第20話 詰んだと思ったところから活路を閃くと飛び跳ねたくなるよね

 さて、見晴らしのいい荒野だ。

 寒さを我慢して突っ走れば夜明け前には入り口につける。


 昼間でも暗い常夜の森におれは入った。

 魔物は襲ってこない。

 四獣将を倒しちゃったから恐ろしくて襲ってこられないのかもしれない。

 経験値稼ぎは詰んだ。

 これで魔王が倒せなければ、ゲームオーバーということになる。


 と、まだ戦力アップの方法が残されていることに気づく。


「第三クラスチェンジしかねえな」


 ぼやいた。

 第一クラスチェンジをすっ飛ばしたので、ちょうど第三クラスチェンジのポイントはある。


 おれは深い森まるで知っているかのようにを迷うことなく進む。


 すると、青く輝く聖水がたまっている池に出た。

 小さな池の精霊が話しかけてくる。


「なに用でございましょうかな。ここは邪悪な森にあって唯一の神聖な場所……」

「クラスチェンジができる場所でしょう?」


 もったいぶるなよ。


「ほう、それを知っているなら話は早い。どのクラスに変更しますか?」

「《シャドウウォーカー》で頼む」


 シャドウウォーカーは影法師とも呼ばれる。
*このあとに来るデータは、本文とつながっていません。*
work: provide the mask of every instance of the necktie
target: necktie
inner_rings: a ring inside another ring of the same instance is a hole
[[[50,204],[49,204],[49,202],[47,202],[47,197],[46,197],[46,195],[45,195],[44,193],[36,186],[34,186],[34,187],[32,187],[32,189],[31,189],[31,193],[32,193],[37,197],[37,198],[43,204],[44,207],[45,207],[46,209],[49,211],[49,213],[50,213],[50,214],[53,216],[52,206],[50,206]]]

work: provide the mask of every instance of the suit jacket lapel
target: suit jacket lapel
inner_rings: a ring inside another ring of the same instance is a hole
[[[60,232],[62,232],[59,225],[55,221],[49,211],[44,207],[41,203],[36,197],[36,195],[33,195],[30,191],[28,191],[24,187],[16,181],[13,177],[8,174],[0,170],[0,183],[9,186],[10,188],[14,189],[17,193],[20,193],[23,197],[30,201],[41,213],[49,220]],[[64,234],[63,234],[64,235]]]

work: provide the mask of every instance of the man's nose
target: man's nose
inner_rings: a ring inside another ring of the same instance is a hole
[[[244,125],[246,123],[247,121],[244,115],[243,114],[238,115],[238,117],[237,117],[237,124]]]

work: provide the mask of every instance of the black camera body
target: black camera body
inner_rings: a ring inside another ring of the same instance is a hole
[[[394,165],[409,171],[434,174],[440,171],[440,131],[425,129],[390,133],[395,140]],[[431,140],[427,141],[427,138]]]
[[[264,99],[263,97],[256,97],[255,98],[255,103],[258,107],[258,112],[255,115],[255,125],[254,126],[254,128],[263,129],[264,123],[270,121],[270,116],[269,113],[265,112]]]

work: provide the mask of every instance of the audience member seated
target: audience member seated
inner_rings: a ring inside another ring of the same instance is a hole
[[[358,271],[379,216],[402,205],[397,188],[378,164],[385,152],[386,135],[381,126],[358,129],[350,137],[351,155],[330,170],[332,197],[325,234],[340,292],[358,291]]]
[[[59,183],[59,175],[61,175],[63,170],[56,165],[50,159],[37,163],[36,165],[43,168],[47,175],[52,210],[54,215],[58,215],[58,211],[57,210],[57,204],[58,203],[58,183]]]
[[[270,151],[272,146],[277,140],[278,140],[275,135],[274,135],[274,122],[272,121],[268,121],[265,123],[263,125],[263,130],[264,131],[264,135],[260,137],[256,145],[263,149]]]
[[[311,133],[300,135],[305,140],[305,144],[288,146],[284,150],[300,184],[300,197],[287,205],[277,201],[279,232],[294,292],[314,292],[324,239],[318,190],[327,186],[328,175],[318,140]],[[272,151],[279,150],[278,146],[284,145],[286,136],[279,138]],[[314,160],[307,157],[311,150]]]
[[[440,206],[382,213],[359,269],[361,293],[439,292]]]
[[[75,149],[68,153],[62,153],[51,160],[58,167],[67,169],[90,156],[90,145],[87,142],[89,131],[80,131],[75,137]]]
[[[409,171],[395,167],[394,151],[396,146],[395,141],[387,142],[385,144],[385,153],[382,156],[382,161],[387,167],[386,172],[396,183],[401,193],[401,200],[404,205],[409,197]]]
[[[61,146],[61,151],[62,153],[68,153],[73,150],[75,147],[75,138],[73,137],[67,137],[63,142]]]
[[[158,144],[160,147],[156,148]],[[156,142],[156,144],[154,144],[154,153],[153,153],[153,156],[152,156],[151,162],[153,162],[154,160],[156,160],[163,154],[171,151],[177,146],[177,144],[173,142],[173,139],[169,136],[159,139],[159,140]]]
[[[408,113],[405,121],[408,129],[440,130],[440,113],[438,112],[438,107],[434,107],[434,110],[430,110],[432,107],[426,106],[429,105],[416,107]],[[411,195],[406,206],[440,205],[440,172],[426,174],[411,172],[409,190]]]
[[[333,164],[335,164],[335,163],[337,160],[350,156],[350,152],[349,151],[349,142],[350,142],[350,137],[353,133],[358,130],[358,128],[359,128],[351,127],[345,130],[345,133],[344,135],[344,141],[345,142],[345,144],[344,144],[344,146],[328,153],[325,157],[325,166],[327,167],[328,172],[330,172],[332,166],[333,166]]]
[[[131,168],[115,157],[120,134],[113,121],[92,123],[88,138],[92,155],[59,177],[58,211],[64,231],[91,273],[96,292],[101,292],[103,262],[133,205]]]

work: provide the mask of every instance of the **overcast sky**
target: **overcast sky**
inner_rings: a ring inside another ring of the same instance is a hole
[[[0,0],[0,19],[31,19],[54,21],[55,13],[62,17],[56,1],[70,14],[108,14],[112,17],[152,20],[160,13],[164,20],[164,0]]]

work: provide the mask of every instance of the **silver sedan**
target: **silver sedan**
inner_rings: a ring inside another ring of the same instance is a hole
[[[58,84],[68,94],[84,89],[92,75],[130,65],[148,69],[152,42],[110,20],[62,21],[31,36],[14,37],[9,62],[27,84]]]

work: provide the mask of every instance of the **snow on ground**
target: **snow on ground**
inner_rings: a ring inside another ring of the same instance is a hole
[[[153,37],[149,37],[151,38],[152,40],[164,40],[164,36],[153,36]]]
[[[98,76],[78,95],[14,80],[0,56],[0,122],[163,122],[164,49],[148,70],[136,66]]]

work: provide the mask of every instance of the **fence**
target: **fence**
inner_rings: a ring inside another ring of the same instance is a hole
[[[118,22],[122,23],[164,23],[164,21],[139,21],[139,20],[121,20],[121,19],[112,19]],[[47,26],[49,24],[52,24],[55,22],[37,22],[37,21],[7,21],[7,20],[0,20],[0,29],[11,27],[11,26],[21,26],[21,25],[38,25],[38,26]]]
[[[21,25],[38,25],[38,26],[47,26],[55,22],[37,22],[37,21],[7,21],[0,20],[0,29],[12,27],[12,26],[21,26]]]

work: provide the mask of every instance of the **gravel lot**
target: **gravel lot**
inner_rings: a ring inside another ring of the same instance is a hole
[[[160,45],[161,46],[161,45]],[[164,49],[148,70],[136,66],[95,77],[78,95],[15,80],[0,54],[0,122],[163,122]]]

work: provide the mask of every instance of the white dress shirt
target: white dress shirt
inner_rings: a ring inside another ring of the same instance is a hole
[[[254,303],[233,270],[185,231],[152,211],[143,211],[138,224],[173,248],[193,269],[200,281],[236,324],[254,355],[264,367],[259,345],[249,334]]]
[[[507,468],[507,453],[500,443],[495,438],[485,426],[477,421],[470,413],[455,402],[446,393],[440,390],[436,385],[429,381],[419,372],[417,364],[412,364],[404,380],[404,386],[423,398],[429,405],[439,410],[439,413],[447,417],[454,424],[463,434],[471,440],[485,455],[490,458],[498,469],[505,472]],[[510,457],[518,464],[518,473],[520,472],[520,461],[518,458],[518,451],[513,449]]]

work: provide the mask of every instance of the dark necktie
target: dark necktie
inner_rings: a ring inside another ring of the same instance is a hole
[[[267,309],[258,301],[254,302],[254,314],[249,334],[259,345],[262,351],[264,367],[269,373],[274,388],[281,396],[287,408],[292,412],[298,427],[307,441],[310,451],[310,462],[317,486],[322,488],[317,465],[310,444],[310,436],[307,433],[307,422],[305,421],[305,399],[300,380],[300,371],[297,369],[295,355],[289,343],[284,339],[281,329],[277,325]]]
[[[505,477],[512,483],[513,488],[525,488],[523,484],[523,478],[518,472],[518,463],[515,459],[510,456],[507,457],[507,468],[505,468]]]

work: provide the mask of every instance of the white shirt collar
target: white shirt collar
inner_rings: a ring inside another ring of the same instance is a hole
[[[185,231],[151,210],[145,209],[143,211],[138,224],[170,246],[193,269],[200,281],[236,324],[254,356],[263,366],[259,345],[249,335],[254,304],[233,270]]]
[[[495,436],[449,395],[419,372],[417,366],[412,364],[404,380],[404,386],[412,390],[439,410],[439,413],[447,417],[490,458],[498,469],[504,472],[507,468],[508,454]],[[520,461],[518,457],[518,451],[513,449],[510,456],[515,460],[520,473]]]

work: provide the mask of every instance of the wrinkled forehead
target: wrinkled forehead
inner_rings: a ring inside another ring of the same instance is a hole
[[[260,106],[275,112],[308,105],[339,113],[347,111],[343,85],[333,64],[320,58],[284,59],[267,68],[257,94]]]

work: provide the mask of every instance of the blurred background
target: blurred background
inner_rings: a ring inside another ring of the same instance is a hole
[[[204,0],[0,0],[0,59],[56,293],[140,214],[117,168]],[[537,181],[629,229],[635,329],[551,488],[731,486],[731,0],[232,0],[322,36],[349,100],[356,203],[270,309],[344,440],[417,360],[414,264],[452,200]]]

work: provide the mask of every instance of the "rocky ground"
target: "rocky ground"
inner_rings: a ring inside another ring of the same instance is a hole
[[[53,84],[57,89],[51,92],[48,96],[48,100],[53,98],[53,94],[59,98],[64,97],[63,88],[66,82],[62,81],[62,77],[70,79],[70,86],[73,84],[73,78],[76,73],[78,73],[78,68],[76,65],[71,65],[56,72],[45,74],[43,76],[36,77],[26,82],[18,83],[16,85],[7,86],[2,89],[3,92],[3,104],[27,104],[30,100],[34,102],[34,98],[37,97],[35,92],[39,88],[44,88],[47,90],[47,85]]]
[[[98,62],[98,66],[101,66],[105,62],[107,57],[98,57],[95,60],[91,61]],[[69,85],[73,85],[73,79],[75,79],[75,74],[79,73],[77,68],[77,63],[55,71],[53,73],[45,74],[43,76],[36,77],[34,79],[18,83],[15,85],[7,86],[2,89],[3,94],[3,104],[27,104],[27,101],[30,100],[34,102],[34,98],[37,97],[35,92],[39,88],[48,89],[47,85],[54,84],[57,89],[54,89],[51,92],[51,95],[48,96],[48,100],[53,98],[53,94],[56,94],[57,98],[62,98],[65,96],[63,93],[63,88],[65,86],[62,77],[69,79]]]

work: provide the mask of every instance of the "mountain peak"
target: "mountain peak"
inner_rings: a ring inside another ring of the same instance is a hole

用いる武器は棒や杖や先端の丸まった棍。

 だが最大の特徴は特殊武器ではない。

 敵の影を移動できる特殊アビリティだ。


 魔王グリフォンは、鷹と獅子の因子を持つハイブリッド種だ。

 地上戦と空中戦の両方を必要とされる。


 普通のチャートでは習得魔法と魔法力に全振りして、空を飛ばれたら間髪入れず撃ち落とすのがセオリーだが、シャドウウォーカーは戦法がまったく異なる。ぬるっと影から出現して、空中にいるうちに滅多打ちにし、地面にたたき落として大ダメージを狙うのだ。
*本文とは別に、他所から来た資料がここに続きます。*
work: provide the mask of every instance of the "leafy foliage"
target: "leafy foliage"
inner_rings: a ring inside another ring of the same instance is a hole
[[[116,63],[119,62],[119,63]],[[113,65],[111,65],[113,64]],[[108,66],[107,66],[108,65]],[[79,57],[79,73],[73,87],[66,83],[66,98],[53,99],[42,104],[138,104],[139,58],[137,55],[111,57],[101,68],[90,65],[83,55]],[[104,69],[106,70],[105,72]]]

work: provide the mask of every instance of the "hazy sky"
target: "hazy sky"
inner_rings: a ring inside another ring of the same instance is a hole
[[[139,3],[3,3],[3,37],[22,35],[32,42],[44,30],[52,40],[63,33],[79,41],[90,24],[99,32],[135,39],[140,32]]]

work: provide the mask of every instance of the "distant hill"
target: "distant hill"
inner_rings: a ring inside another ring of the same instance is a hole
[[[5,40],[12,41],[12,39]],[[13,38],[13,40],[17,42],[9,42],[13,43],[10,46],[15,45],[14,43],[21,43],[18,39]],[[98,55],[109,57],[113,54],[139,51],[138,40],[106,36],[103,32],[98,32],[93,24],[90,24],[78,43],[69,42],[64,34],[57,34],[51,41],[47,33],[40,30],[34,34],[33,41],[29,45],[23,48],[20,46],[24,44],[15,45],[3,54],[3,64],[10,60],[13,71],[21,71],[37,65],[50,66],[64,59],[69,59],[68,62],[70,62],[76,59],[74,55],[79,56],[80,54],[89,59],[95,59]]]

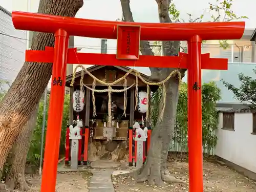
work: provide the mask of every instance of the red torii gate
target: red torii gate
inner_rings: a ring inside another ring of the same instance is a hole
[[[16,11],[12,17],[16,29],[55,34],[54,48],[26,51],[26,61],[53,63],[41,192],[55,189],[67,63],[188,69],[189,191],[203,192],[201,70],[227,70],[228,60],[201,54],[202,40],[239,39],[244,22],[139,23]],[[117,39],[117,55],[77,53],[75,48],[68,49],[70,35]],[[140,56],[140,40],[187,40],[188,53]]]

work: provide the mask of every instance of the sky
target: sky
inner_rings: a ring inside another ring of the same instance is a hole
[[[27,7],[28,0],[0,0],[0,5],[9,11]],[[31,4],[38,5],[38,0],[30,0]],[[101,20],[115,20],[122,15],[120,0],[83,0],[84,5],[76,17]],[[158,22],[157,5],[154,0],[131,0],[131,7],[134,19],[140,22]],[[208,3],[215,3],[216,0],[174,0],[182,18],[187,19],[187,13],[195,17],[204,13],[209,7]],[[238,15],[247,16],[246,28],[256,28],[255,0],[234,0],[233,11]],[[34,6],[32,12],[36,11]],[[207,14],[206,14],[207,15]]]

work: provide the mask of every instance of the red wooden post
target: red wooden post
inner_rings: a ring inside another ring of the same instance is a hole
[[[195,35],[188,41],[190,63],[188,82],[188,124],[189,191],[203,192],[201,58],[202,39]]]
[[[83,165],[87,165],[88,160],[88,147],[89,144],[90,129],[89,126],[86,126],[84,133],[84,149],[83,150]]]
[[[152,130],[151,127],[147,128],[147,139],[146,140],[147,145],[146,145],[146,151],[147,151],[147,155],[148,154],[148,151],[150,150],[150,141],[151,141],[151,132],[152,132]]]
[[[133,166],[133,127],[130,126],[129,131],[129,166]]]
[[[80,135],[82,135],[82,130],[83,128],[81,128],[80,130]],[[79,139],[78,141],[78,165],[81,164],[81,161],[82,161],[82,139]]]
[[[66,131],[66,152],[65,152],[65,165],[68,165],[69,162],[69,126],[67,127]]]
[[[41,185],[41,192],[55,191],[60,132],[65,94],[67,56],[69,36],[66,31],[55,33],[54,61],[45,159]]]
[[[134,141],[134,165],[137,165],[137,141]]]
[[[145,162],[146,160],[146,156],[145,155],[145,152],[146,151],[146,141],[143,142],[143,163]]]

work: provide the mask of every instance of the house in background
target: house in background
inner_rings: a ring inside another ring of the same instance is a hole
[[[255,45],[250,41],[253,33],[253,30],[245,30],[241,39],[228,40],[229,46],[225,49],[220,47],[219,41],[217,40],[207,41],[202,45],[202,53],[209,53],[210,57],[213,58],[228,59],[227,71],[204,70],[202,73],[203,82],[215,81],[221,90],[221,99],[218,101],[218,107],[228,109],[246,108],[234,98],[233,93],[224,87],[221,80],[239,87],[240,84],[238,79],[239,73],[256,78],[253,71],[256,68]],[[183,45],[186,44],[183,43]],[[186,81],[186,76],[183,78],[184,81]]]
[[[8,82],[2,88],[4,90],[9,89],[23,65],[26,38],[25,31],[14,29],[11,13],[0,6],[0,79]]]

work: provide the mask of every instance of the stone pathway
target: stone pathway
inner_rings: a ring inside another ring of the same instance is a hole
[[[90,192],[114,192],[111,180],[111,169],[100,169],[92,171],[93,174],[90,181]]]

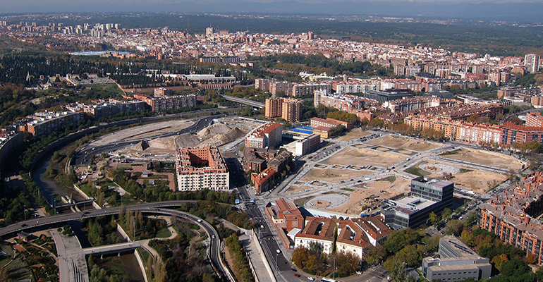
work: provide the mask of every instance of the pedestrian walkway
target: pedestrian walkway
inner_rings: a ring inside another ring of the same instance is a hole
[[[252,236],[251,236],[252,237]],[[247,255],[250,260],[258,282],[276,282],[272,269],[265,259],[265,255],[261,247],[259,247],[258,242],[250,236],[242,235],[240,241],[247,252]]]
[[[89,274],[81,245],[75,236],[64,236],[49,229],[56,246],[61,281],[88,282]]]

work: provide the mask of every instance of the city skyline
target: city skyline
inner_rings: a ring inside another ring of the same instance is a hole
[[[310,5],[308,5],[310,4]],[[543,9],[541,1],[504,0],[332,0],[308,1],[243,0],[222,2],[216,0],[159,0],[150,3],[141,0],[92,2],[56,0],[38,1],[0,1],[3,12],[172,12],[172,13],[248,13],[321,15],[374,15],[389,16],[433,17],[539,22],[537,11]],[[0,15],[1,16],[1,15]]]

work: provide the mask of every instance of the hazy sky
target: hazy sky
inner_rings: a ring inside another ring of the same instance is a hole
[[[279,2],[279,3],[275,3]],[[287,13],[410,16],[543,22],[543,0],[0,0],[0,13]]]

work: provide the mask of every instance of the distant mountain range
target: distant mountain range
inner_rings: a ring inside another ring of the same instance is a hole
[[[423,3],[423,2],[334,2],[307,4],[295,1],[270,3],[226,1],[184,6],[194,12],[273,13],[291,14],[374,15],[401,17],[428,17],[483,20],[543,22],[543,3]]]
[[[0,0],[0,2],[5,1]],[[22,1],[21,2],[25,2]],[[269,3],[254,1],[73,1],[57,0],[35,1],[32,6],[23,6],[19,1],[2,4],[6,12],[180,12],[180,13],[281,13],[293,15],[361,15],[396,17],[423,17],[430,18],[458,18],[463,20],[543,22],[543,3],[459,3],[459,2],[398,2],[398,1],[337,1],[308,4],[296,1],[278,1]],[[44,1],[45,2],[45,1]],[[130,3],[128,4],[128,3]],[[35,11],[32,11],[35,10]]]

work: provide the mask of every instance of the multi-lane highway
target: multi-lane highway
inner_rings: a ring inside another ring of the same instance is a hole
[[[233,149],[235,151],[236,149]],[[239,152],[231,152],[236,154]],[[300,278],[294,276],[295,274],[291,270],[290,262],[283,254],[281,248],[277,243],[276,236],[274,235],[272,228],[262,216],[262,213],[259,209],[257,203],[251,203],[250,200],[251,196],[247,190],[245,178],[241,171],[241,164],[236,158],[227,158],[226,159],[228,168],[230,170],[231,183],[233,187],[237,187],[238,192],[245,205],[245,211],[252,219],[255,223],[255,230],[257,232],[256,235],[259,238],[262,250],[266,254],[270,267],[275,273],[276,278],[278,281],[281,279],[286,281],[300,281]],[[277,250],[279,252],[277,252]]]
[[[248,99],[239,98],[239,97],[228,96],[228,95],[221,95],[221,96],[222,96],[223,98],[228,101],[232,101],[240,104],[244,104],[245,105],[249,105],[251,106],[254,106],[255,108],[262,109],[264,108],[264,106],[265,106],[264,103],[260,103],[256,101],[250,100]]]
[[[209,257],[213,264],[219,267],[224,274],[226,274],[228,280],[234,281],[230,273],[230,271],[221,262],[221,241],[219,234],[213,226],[205,221],[195,216],[192,214],[176,211],[174,209],[164,209],[164,207],[179,207],[191,201],[169,201],[157,202],[152,203],[144,203],[139,204],[133,204],[126,207],[127,211],[138,211],[144,214],[166,214],[183,217],[202,227],[209,237]],[[87,217],[95,217],[106,215],[113,215],[118,214],[119,207],[111,207],[102,209],[94,209],[92,211],[85,211],[85,213],[72,213],[67,214],[59,214],[47,217],[39,217],[32,220],[20,221],[15,224],[0,228],[0,236],[7,235],[14,235],[17,232],[25,229],[49,229],[54,223],[66,222],[71,220],[80,220]]]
 もちろん、強さに見合った習得ポイントは持っていかれるので、魔法特化に比べれば威力が落ちてしまう上級戦法である。


 ……ってのを知ってるんだよなあ。

 魔王との決戦よりも、記憶が戻らないことに不安を覚える。

 なんかほんとに重大なことは忘れたままな気がするんだよなあ……。


 池の精霊が語りかけてくる。


「シャドウウォーカー……影をなぞる者。間違いはありませんか?」

「はい」


 くどい。

 こういうときって確認はいいからさっさとクラスチェンジさせろよ、と思うよね。


「ではクラスチェンジの儀式を行います」

「さっさと……あ、いえお願いします」


 常夜の森に光が生まれた。

 一瞬だけだったけれど。


 装備の引き継ぎは問題なし。第二クラスのアビリティも引き継ぐので武器の形状変化も同様。岩石を棒や棍に変化させればいいだけだ。問題なのは使い慣れていない武器を早々に扱えるかという点だ。使い慣れている物といえば、双剣くらいだろう。ただし、かなり短くなっているので、いままでどおり使えるかは未知数。

 服装は、忍者と魔法使いの中間を思わせるものに変化した。魔法忍者というところだろう。《英雄のローブ》が《影法師のローブ》に変わっていて、性能も上がっている。最終装備とか言っても過言じゃない性能だ。ありがてえ。


 これで最後の準備が整った。

 あとは魔王城に乗り込み、グリフォンを倒すのみ!


 池の精霊にお礼を言う。

 常夜の森は不気味なほどの静かさに戻った。


 いつの間にか池が消え、周囲は真っ暗闇の森しかない。

 それでもおれには、まるで昼間のように道順が見えている。

 そして、出口で魔獣の腕輪をかかげて魔王城への道を開いたのだった。